Xiao Shuxiang mengembuskan napas dan menggeleng pelan. Kegiatannya mencabut rumput bersama Mo Huai disaksikan secara jauh oleh Dao Fang An.


Di sisi lain, Liu Wei Lin sedang bersama dengan empat orang murid terbaik Sekte Lautan Awan. Mereka adalah murid yang sangat terkenal di tempat ini. Bahkan sekte lain yang juga ada di Alam Kultivasi Atas menaruh hormat kepada mereka.


Sekte Lautan Awan sebenarnya memiliki 7 Puncak Gunung Suci. Ada tujuh orang guru terbaik di tempat itu yang praktik kultivasinya sudah mencapai tingkat 'Immortal'. Liu Wei Lin sendiri merupakan murid pertama Tetua Puncak Jiang.


Ada sekali dalam dua minggu, setiap murid teratas Puncak Gunung Suci akan melakukan pertemuan. Mereka biasanya duduk bercengkrama sambil sesekali saling beradu kekuatan. Namun setiap kali ada pertemuan seperti ini, hanya lima murid yang selalu bisa hadir.


Semua murid Sekte Lautan Awan tahu, bahkan Liu Wei Lin pun mengetahuinya. Satu-satunya tetua puncak gunung suci yang tidak pernah mengangkat seorang murid pun adalah Tetua Puncak Jin Cheng.

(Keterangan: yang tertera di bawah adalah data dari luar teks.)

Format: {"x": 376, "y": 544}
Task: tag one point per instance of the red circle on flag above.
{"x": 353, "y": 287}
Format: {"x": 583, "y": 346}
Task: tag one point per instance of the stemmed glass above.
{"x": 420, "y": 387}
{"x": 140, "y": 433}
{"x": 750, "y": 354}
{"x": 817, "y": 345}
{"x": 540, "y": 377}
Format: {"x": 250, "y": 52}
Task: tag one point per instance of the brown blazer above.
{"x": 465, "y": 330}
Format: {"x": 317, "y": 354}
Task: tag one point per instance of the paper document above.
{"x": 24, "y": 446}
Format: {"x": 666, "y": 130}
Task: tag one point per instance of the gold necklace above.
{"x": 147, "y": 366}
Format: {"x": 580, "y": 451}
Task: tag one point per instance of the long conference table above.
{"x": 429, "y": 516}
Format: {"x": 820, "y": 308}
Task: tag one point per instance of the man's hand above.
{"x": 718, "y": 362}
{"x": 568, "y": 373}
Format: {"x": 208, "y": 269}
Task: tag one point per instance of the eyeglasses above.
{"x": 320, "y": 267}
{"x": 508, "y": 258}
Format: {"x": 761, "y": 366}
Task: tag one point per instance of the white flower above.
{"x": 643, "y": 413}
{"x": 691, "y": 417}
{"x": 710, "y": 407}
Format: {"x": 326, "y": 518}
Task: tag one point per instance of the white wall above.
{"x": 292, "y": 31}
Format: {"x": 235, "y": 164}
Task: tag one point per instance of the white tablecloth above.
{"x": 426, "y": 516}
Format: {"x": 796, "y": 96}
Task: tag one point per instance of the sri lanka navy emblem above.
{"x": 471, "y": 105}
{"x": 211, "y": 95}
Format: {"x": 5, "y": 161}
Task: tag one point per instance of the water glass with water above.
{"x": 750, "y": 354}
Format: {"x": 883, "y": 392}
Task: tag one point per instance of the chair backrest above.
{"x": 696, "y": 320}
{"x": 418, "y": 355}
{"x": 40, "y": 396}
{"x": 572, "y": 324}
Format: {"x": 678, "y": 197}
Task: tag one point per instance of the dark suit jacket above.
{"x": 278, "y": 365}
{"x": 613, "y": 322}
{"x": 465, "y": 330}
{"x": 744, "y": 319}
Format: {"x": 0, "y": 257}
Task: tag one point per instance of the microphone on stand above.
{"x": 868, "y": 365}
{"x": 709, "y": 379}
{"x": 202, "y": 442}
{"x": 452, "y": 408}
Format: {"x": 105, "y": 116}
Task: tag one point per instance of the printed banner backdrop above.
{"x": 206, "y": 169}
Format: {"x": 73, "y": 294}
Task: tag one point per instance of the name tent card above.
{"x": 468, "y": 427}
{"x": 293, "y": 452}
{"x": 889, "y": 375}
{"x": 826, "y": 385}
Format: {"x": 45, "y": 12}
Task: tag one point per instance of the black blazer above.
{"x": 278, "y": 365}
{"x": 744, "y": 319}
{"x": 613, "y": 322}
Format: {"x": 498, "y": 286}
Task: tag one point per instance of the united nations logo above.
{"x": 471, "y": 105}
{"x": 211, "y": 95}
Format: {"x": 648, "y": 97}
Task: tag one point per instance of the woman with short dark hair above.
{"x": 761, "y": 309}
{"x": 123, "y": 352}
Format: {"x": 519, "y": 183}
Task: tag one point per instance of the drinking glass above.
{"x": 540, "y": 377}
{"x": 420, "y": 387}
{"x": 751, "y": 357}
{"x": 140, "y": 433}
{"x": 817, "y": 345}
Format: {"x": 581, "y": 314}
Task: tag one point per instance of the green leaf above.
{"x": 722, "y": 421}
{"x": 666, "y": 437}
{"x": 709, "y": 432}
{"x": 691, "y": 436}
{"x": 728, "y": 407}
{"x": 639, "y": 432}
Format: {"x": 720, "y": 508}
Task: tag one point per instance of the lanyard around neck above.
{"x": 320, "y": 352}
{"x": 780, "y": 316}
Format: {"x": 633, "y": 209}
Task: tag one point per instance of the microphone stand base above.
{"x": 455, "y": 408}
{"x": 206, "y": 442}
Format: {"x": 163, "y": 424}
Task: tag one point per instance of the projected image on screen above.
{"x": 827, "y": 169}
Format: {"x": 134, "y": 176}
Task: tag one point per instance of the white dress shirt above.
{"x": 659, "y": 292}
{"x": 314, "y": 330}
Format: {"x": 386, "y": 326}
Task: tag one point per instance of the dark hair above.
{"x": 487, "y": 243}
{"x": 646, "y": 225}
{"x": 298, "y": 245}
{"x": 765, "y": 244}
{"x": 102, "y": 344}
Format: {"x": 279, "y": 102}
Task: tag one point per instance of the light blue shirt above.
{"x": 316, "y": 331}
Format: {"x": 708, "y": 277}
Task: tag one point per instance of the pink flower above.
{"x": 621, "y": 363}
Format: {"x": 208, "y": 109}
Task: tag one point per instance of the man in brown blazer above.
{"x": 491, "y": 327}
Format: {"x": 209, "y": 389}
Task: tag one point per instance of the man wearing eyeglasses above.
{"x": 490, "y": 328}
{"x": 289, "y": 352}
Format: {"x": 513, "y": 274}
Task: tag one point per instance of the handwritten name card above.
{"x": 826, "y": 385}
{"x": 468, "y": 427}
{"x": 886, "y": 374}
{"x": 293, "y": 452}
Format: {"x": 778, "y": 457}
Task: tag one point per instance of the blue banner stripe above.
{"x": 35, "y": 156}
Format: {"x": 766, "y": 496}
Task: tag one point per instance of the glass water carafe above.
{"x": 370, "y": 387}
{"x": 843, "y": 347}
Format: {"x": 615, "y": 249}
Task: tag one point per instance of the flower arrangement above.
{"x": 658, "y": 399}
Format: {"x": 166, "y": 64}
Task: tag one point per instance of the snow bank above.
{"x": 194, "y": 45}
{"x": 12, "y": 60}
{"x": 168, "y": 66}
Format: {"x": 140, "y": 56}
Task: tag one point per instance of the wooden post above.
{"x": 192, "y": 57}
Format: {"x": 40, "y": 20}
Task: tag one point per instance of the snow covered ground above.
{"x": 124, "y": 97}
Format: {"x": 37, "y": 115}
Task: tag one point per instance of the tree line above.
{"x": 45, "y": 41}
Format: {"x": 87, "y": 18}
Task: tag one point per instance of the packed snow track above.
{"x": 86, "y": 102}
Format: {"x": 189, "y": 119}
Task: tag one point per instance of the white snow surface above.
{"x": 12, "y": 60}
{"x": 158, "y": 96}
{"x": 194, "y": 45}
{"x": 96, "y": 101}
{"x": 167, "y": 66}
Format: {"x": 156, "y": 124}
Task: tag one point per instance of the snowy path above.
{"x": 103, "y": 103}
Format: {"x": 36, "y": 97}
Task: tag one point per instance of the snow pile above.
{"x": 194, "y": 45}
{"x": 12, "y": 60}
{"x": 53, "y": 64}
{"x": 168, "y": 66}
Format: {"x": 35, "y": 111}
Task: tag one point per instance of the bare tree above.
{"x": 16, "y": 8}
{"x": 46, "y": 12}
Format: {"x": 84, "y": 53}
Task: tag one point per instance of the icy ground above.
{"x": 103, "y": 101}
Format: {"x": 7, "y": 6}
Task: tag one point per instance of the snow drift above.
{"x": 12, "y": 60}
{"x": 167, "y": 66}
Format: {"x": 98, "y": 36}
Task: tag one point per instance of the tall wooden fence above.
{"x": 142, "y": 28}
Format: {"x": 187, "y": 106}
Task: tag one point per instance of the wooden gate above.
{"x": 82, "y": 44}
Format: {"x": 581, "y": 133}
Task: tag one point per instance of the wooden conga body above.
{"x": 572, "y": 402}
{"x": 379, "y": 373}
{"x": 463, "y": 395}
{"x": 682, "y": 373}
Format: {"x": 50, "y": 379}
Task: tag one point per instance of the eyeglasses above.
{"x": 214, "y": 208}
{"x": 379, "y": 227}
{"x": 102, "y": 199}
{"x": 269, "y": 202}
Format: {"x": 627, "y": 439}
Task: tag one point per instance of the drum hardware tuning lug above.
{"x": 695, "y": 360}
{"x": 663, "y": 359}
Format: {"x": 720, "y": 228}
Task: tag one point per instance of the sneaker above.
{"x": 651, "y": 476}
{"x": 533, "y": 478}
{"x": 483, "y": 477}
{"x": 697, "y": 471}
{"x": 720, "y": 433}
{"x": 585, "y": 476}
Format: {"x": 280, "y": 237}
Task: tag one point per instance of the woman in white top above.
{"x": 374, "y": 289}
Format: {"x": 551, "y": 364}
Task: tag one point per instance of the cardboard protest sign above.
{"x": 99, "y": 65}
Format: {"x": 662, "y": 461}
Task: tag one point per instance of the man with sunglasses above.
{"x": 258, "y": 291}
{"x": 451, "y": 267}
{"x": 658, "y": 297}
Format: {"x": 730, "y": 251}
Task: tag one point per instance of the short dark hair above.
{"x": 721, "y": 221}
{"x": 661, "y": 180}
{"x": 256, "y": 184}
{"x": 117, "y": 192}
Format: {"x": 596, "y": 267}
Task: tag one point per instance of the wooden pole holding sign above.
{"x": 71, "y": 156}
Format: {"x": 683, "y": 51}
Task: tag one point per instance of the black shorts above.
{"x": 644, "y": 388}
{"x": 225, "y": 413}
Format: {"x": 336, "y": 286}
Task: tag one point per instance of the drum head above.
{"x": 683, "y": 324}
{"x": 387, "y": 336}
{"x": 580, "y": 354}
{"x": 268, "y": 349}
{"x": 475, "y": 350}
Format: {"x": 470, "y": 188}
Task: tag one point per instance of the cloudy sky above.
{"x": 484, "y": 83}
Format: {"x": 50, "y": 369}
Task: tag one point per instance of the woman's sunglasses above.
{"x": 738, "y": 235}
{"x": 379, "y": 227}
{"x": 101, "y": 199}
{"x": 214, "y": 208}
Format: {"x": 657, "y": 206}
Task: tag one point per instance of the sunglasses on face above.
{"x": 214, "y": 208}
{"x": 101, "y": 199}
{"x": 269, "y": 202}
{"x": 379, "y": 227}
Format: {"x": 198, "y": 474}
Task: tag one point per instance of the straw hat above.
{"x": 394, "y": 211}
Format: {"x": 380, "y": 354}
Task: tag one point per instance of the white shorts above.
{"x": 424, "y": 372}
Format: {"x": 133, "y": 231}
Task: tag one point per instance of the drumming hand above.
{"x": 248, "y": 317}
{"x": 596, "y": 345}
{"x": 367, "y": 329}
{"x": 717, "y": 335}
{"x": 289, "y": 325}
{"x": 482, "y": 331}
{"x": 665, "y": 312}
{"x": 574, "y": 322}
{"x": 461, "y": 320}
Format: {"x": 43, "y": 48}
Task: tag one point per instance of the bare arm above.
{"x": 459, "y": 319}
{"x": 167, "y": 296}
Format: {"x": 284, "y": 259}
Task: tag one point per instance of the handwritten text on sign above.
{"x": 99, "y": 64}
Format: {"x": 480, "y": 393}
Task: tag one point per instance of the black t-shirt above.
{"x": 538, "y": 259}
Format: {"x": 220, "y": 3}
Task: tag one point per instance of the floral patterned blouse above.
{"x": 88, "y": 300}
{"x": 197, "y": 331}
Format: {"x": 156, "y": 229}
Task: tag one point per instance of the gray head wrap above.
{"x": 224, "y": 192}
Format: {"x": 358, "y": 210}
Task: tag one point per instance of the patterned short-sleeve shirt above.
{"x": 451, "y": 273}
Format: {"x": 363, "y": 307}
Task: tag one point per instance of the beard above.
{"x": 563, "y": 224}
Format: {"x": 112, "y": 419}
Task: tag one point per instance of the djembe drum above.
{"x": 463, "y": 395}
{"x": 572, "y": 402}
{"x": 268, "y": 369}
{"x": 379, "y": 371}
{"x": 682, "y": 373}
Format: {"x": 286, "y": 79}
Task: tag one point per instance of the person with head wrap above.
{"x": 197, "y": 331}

Padahal sebenarnya, banyak yang ingin berguru dengannya.


Nada suara Wen Gao Chong terdengar menyindir ketika dia berkata, "Saudara Liu, kudengar kau akrab dengan seorang pelayan. Ada apa? Mungkinkah seleramu jadi menurun akhir-akhir ini, hm?"


"Dia bukan pelayan, statusnya bahkan lebih rendah daripada itu." Liu Wei Lin tersenyum dan menatap pria berpakaian merah gelap yang tubuhnya tinggi berotot itu.


Sambil menggerakkan pelan kipasnya, Liu Wei Lin kembali berkata. "Saudara Xiao Shuxiang itu adalah pencabut rumput yang baru di sekte ini,"


"Kau benar-benar menyebutnya 'Saudara'?" Wen Gao Chong tersentak, dia mendengus. "Hah, kau pasti sudah gila. Dia dari kalangan yang rendah, apa kau sungguh akan memanggilnya 'Saudara'?"


"Kenapa tidak boleh?" ekspresi Liu Wei Lin tidak berubah. Dia meminum teh yang berada di atas meja dengan penuh penghayatan.